LaFaro brought up his resolution to endorse “anyone but McCain” and cajoled a number of others attending to sign on, then moved to try and censure Chairman Robert Graham, making wild accusations of Graham breaking the law.
It’s not just McCain’s and his electoral success which have been targeted by LaFaro: A few months after giving the detente speech, LaFaro called fellow Republican Gov. Jan Brewer “Judas” and said Republican House Speaker Andy Tobin and Republican Senate President Steve Pierce should be thankful there’s no “gallows in Prescott’s town square.”
And what’s the deal about LaFaro wanting to be the “voice of the people?” In this country, we express our voice with our vote, right?
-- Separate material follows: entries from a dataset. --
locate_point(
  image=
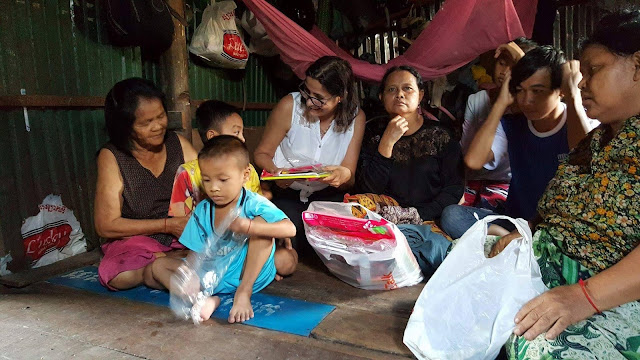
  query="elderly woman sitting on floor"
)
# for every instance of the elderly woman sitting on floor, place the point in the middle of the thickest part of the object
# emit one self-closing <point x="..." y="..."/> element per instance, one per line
<point x="587" y="241"/>
<point x="135" y="178"/>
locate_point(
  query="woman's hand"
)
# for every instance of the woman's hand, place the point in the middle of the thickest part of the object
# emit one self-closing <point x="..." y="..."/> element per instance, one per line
<point x="552" y="312"/>
<point x="175" y="225"/>
<point x="339" y="175"/>
<point x="505" y="98"/>
<point x="284" y="183"/>
<point x="571" y="77"/>
<point x="397" y="127"/>
<point x="503" y="242"/>
<point x="511" y="49"/>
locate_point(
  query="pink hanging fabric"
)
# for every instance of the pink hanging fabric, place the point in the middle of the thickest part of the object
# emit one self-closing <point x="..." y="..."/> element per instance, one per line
<point x="458" y="33"/>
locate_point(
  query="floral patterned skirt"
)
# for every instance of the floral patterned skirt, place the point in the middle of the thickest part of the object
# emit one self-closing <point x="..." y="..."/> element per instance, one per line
<point x="614" y="334"/>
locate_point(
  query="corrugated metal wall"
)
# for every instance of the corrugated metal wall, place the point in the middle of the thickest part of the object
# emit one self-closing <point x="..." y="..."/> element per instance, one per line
<point x="48" y="47"/>
<point x="59" y="47"/>
<point x="572" y="24"/>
In his first run for Congress John McCain won the Republican primary in 1982 and won the general as well. He won again in 1984, and in 1986 successfully ran for the U.S. Senate. He’s won his Republican Senate primary each and every time, and even beating significant primary challengers like JD Hayworth 56 to 32 percent before beating the Democrat nominee. When Arizona Republican voters have spoken, every time they’ve chosen McCain.
LaFaro? He once tried to overturn another “voice of the people” in 2001 when he failed in a recall election to remove Tempe Mayor Neil Guiliano. So much for respecting the will of the people.
As of today, the highest elected office LaFaro’s achieved is the one he lied to get.
Hey, it’s politics. People say stuff, people go back on their promises, people lie, people do what they do and change from one year to the next. But McCain’s been re-elected many, many times. LaFaro, not even once.
So the next time you hear LaFaro say, “I’m not leaving the party, the party’s leaving me”… let’s hope he’s right. Recently he compared Robert Graham to Hitler, Satan, and Joseph Goebbels. Even LaFaro’s ideological brethren are starting to realize that for LaFaro this pursuit is less about ideology than it is his desire for relevancy. Recently he took shots at Tyler Bowyer, tried to claim credit for the legislature’s recent ballot harvesting bill proposal (even though he wasn’t at any of the important hearings) and he also gave himself an important title of National Director of Arizona Republican Assembly. Leaving many to wonder how anyone can be a national director of a state organization?
(See the following article for more)
LaFaro is if nothing else, entertaining to watch. His one loyal follower seems to be urban cowboy Andrew Constanzo. The tough talking Cowboy recently lost his run for Vice Chairman in Maricopa County. He lost last year to Alberto Gutier for Sergeant at Arms. While LaFaro is good at making noise, it seems his teams only core competency is losing. LaFaro lists Bill Clinton as one of the people he admires. With all these losses, perhaps like Slick Willy, LaFaro will triangulate back to being a unifier.